I tried to use ctx.mkExist in the fixedpoint, howwever, it occurs error said "contains recursive predicate", I don't know why? and How to use ctx.MkExists in fixedpoint?For example: exist (lamda real) that lamb>=0 AND inv(c,i) AND phi(c+lamb,i) => phi(c,i)
using (Context ctx = new Context())
{
var s = ctx.MkFixedpoint();
IntSort B = ctx.IntSort;
BoolSort T = ctx.BoolSort;
RealSort R = ctx.RealSort;
FuncDecl phi = ctx.MkFuncDecl("phi", new Sort[] { R,B }, T);
s.RegisterRelation(phi);
FuncDecl Inv = ctx.MkFuncDecl("inv", new Sort[] { R, B }, T);
s.RegisterRelation(Inv);
RealExpr c= (RealExpr)ctx.MkBound(0, R);
IntExpr i = (IntExpr) ctx.MkBound(1, B);
Expr[] InvArg=new Expr[2];
InvArg[0] = ctx.MkConst("inv0" , Inv.Domain[0]);
InvArg[1] = ctx.MkConst("inv1", Inv.Domain[1]);
Expr invExpr = ctx.MkImplies(ctx.MkOr(
ctx.MkAnd(ctx.MkEq(InvArg[1], ctx.MkInt(0)), ctx.MkGe((RealExpr)InvArg[0], ctx.MkReal(0))),
ctx.MkAnd(ctx.MkEq(InvArg[1], ctx.MkInt(1)), ctx.MkGe((RealExpr)InvArg[0], ctx.MkReal(2)))
),
(BoolExpr)Inv[InvArg]);
Quantifier invQ = ctx.MkForall(InvArg, invExpr, 1);
s.AddRule(invQ);
RealExpr[] lamb = new RealExpr[1];
lamb[0] = ctx.MkRealConst("lamb");
Expr existExpr = ctx.MkAnd(
(BoolExpr)Inv[c,i],
(BoolExpr)phi[ctx.MkAdd(c,lamb[0]),i],
ctx.MkGe(lamb[0], ctx.MkReal(0)));
BoolExpr t= ctx.MkExists(lamb, existExpr, 1);
s.AddRule(ctx.MkImplies(t,(BoolExpr)phi[c,i]));
}
sometimes, there is an error said "AccessViolationException was unhandlered,Attempted to read or write protected memory. This is often an indication that other memory is corrupt." when running to ctx.MkExists()

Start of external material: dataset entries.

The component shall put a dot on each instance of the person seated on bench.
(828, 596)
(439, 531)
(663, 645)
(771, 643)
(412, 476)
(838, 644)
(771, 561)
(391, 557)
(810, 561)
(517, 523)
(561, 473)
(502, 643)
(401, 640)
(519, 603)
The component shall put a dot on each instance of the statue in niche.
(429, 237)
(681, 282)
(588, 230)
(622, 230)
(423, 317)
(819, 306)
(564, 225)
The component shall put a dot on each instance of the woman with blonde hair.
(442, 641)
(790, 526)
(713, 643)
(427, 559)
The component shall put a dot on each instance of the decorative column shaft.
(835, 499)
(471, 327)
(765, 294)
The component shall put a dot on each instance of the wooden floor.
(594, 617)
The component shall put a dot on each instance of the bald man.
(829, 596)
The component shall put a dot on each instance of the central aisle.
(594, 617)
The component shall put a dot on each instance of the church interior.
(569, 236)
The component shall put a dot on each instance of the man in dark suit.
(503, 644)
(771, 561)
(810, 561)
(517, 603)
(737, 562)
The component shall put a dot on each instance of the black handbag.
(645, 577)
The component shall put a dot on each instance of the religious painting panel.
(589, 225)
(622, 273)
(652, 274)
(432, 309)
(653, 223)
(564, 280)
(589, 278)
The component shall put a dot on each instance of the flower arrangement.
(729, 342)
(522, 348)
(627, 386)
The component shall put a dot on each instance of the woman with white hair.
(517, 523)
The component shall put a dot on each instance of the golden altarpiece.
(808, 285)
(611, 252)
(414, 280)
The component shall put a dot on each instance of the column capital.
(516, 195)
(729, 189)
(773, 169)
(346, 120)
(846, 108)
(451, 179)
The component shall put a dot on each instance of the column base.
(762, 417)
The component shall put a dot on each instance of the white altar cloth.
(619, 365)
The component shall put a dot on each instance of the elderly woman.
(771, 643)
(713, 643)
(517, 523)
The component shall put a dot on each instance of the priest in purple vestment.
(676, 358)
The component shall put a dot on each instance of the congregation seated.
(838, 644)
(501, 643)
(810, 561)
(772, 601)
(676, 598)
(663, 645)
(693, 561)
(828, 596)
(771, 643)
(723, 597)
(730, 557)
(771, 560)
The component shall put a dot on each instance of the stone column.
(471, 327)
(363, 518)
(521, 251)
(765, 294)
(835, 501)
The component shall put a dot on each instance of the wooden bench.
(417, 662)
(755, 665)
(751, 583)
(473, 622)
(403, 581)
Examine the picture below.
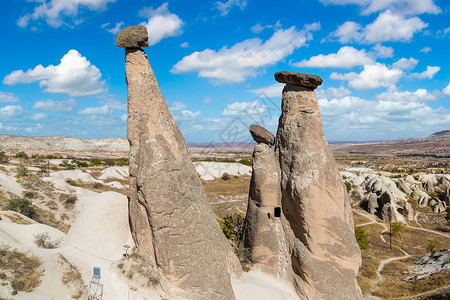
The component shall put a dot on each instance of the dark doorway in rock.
(277, 212)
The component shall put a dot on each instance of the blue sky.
(384, 65)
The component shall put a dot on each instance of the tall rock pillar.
(324, 253)
(171, 220)
(263, 229)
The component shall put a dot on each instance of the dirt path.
(388, 260)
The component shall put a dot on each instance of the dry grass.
(395, 286)
(16, 218)
(135, 267)
(234, 186)
(22, 271)
(72, 278)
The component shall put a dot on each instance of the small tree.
(361, 238)
(22, 170)
(23, 206)
(397, 229)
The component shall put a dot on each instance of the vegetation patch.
(22, 271)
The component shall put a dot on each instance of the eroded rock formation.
(263, 230)
(171, 221)
(324, 253)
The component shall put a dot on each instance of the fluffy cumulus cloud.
(446, 90)
(273, 90)
(346, 57)
(8, 97)
(406, 96)
(244, 59)
(161, 23)
(388, 27)
(224, 7)
(12, 111)
(52, 105)
(245, 108)
(373, 76)
(405, 63)
(61, 12)
(403, 7)
(114, 30)
(383, 119)
(75, 75)
(427, 74)
(102, 110)
(39, 116)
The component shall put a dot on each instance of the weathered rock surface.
(372, 204)
(408, 212)
(171, 221)
(132, 37)
(262, 135)
(263, 229)
(324, 253)
(299, 79)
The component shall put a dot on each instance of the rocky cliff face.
(171, 221)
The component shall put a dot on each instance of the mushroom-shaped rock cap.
(133, 37)
(305, 80)
(262, 135)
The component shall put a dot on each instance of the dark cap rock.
(133, 37)
(305, 80)
(262, 135)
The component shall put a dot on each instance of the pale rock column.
(171, 221)
(324, 253)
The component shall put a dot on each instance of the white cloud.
(187, 115)
(259, 28)
(406, 96)
(61, 12)
(427, 74)
(52, 105)
(102, 110)
(75, 75)
(404, 7)
(224, 7)
(346, 57)
(332, 92)
(425, 49)
(7, 127)
(8, 97)
(270, 91)
(12, 111)
(244, 59)
(373, 76)
(388, 27)
(405, 64)
(161, 23)
(446, 90)
(115, 30)
(174, 106)
(244, 108)
(39, 116)
(35, 128)
(382, 51)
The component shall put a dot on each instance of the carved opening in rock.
(277, 212)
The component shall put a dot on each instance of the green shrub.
(95, 162)
(22, 170)
(247, 162)
(21, 154)
(348, 185)
(23, 206)
(361, 238)
(123, 161)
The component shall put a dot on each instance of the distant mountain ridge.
(119, 146)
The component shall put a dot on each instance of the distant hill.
(438, 142)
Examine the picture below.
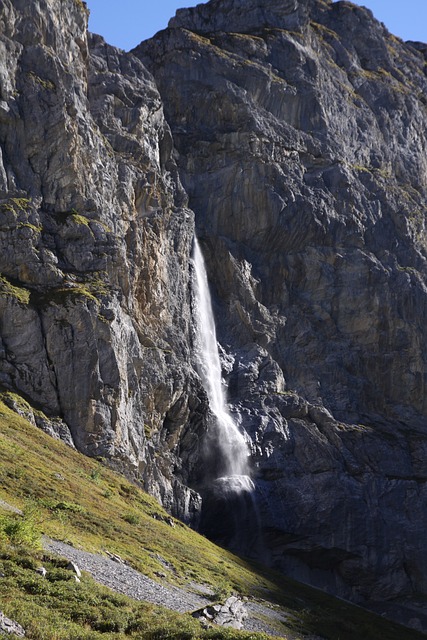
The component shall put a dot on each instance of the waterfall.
(229, 511)
(231, 443)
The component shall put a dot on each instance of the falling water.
(231, 443)
(229, 511)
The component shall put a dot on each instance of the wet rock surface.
(304, 162)
(291, 135)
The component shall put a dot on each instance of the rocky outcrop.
(231, 613)
(295, 132)
(95, 239)
(300, 129)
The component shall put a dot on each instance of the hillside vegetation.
(70, 497)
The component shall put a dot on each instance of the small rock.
(73, 567)
(10, 626)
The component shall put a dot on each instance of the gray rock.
(304, 171)
(73, 567)
(232, 613)
(309, 195)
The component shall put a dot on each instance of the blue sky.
(125, 23)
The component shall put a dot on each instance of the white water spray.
(231, 443)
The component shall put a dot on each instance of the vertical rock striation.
(300, 129)
(95, 240)
(295, 132)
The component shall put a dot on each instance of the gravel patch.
(124, 579)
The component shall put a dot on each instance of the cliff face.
(297, 130)
(95, 239)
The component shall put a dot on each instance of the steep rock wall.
(95, 240)
(298, 132)
(300, 128)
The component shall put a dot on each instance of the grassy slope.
(73, 498)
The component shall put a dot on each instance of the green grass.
(9, 290)
(79, 500)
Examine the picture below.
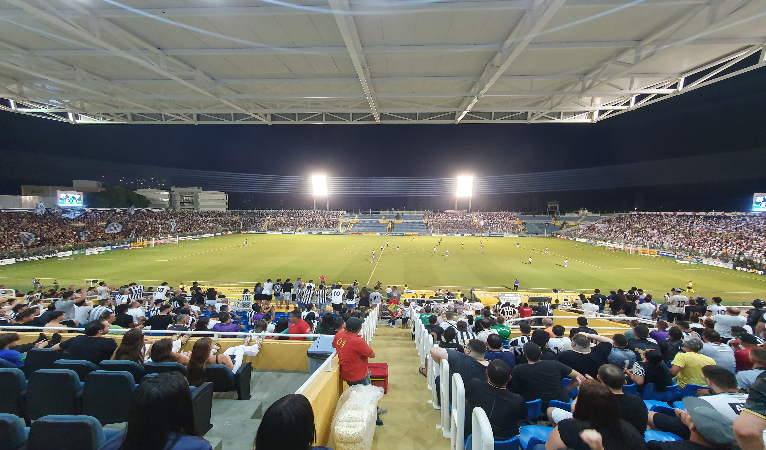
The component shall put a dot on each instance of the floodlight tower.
(464, 189)
(319, 185)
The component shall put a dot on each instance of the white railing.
(457, 438)
(481, 431)
(444, 386)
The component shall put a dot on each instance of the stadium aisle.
(411, 421)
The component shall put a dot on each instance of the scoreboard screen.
(70, 199)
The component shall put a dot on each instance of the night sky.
(728, 116)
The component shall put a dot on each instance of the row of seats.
(48, 433)
(104, 395)
(222, 378)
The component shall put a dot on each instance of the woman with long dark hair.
(595, 408)
(132, 347)
(288, 424)
(161, 417)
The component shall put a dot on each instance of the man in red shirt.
(297, 326)
(353, 352)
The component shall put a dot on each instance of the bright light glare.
(464, 186)
(319, 183)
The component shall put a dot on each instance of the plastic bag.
(354, 421)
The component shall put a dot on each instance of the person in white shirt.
(724, 322)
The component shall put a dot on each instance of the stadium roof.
(366, 61)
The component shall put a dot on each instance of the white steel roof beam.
(342, 12)
(522, 34)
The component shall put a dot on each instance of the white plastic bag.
(354, 421)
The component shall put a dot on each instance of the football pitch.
(227, 261)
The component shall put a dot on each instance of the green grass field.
(225, 261)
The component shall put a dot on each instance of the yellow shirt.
(691, 365)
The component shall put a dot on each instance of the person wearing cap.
(725, 398)
(724, 322)
(676, 305)
(743, 344)
(708, 428)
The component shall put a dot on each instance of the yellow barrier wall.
(323, 394)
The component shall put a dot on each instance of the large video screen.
(759, 202)
(70, 199)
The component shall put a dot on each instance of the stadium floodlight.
(319, 187)
(464, 189)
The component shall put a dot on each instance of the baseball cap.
(716, 428)
(353, 323)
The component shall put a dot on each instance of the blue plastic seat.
(650, 393)
(534, 409)
(81, 366)
(106, 395)
(13, 433)
(53, 391)
(562, 405)
(531, 435)
(78, 432)
(690, 390)
(128, 366)
(510, 444)
(661, 436)
(13, 389)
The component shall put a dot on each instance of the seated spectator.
(133, 347)
(166, 396)
(504, 409)
(746, 378)
(582, 327)
(687, 367)
(93, 346)
(654, 370)
(288, 424)
(721, 353)
(632, 407)
(620, 355)
(495, 351)
(725, 398)
(204, 353)
(596, 408)
(168, 350)
(449, 340)
(542, 378)
(586, 359)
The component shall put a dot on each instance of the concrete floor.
(235, 422)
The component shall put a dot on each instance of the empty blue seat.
(534, 409)
(662, 436)
(224, 380)
(80, 366)
(164, 367)
(13, 388)
(134, 368)
(53, 391)
(13, 434)
(39, 358)
(531, 435)
(78, 432)
(106, 395)
(670, 393)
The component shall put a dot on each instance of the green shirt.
(503, 331)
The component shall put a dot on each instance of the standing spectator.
(687, 367)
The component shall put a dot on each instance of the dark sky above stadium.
(728, 116)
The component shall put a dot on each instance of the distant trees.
(116, 197)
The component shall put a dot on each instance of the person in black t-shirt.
(584, 358)
(542, 379)
(504, 409)
(93, 347)
(162, 320)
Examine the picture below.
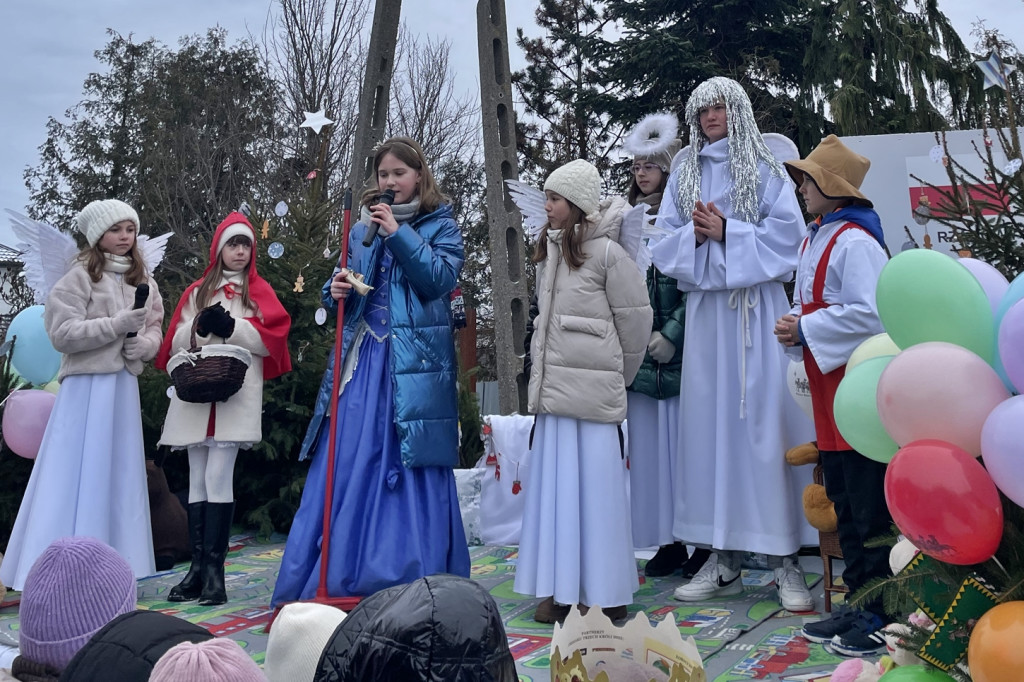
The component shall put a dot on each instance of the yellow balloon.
(877, 346)
(994, 652)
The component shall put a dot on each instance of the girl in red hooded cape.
(230, 303)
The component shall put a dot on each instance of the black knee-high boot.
(192, 585)
(218, 529)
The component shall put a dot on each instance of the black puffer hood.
(437, 629)
(127, 647)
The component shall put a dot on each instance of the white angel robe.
(733, 488)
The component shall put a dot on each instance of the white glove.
(660, 348)
(133, 348)
(129, 321)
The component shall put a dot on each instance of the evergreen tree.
(182, 135)
(560, 88)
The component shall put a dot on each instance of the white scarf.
(117, 264)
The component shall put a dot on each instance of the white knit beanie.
(235, 229)
(579, 182)
(99, 216)
(299, 634)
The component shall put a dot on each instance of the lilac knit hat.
(216, 659)
(76, 587)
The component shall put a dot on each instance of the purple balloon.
(1003, 448)
(1011, 343)
(990, 280)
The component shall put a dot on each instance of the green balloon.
(915, 673)
(857, 413)
(928, 296)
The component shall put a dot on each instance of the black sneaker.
(863, 639)
(696, 560)
(667, 561)
(822, 631)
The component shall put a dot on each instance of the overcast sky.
(46, 50)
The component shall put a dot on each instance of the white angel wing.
(46, 252)
(637, 229)
(530, 203)
(153, 249)
(781, 147)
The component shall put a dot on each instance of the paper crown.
(590, 648)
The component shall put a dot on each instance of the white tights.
(211, 472)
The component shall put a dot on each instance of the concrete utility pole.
(508, 275)
(376, 91)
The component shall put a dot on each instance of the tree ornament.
(995, 72)
(315, 120)
(923, 213)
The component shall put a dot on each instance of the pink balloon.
(990, 280)
(25, 417)
(1003, 448)
(938, 390)
(1011, 340)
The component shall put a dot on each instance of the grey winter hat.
(579, 182)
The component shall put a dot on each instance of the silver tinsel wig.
(745, 148)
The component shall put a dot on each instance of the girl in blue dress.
(395, 513)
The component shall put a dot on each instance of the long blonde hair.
(407, 151)
(571, 239)
(95, 261)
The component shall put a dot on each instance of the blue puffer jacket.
(428, 256)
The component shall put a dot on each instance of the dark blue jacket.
(428, 257)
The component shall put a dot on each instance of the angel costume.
(734, 489)
(89, 475)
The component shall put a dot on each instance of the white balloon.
(800, 388)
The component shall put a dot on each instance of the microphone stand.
(345, 603)
(322, 596)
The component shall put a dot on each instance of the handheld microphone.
(387, 197)
(141, 294)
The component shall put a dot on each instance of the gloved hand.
(215, 320)
(129, 321)
(660, 348)
(132, 348)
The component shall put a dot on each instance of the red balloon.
(944, 502)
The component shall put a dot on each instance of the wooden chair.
(828, 544)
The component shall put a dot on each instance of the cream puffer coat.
(240, 418)
(592, 329)
(81, 318)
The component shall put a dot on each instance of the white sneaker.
(793, 590)
(714, 580)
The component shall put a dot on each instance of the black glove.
(215, 320)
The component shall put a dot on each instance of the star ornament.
(315, 120)
(995, 71)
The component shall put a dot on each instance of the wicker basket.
(208, 374)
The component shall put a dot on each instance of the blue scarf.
(859, 215)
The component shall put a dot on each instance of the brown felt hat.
(835, 168)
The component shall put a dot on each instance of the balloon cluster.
(34, 359)
(933, 394)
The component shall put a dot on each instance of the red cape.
(272, 327)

The fixedpoint solver only supports universal quantifiers at the top-level. You should rewrite the rule as follows:
s.AddRule(ctx.MkForall(lamb,
ctx.MkImplies((BoolExpr)existExpr,(BoolExpr)phi[c,i])));
Z3 should ideally not result in any access violation. This is typically indicating a bug. I would really appreciate repros for such bugs when/if you encounter them.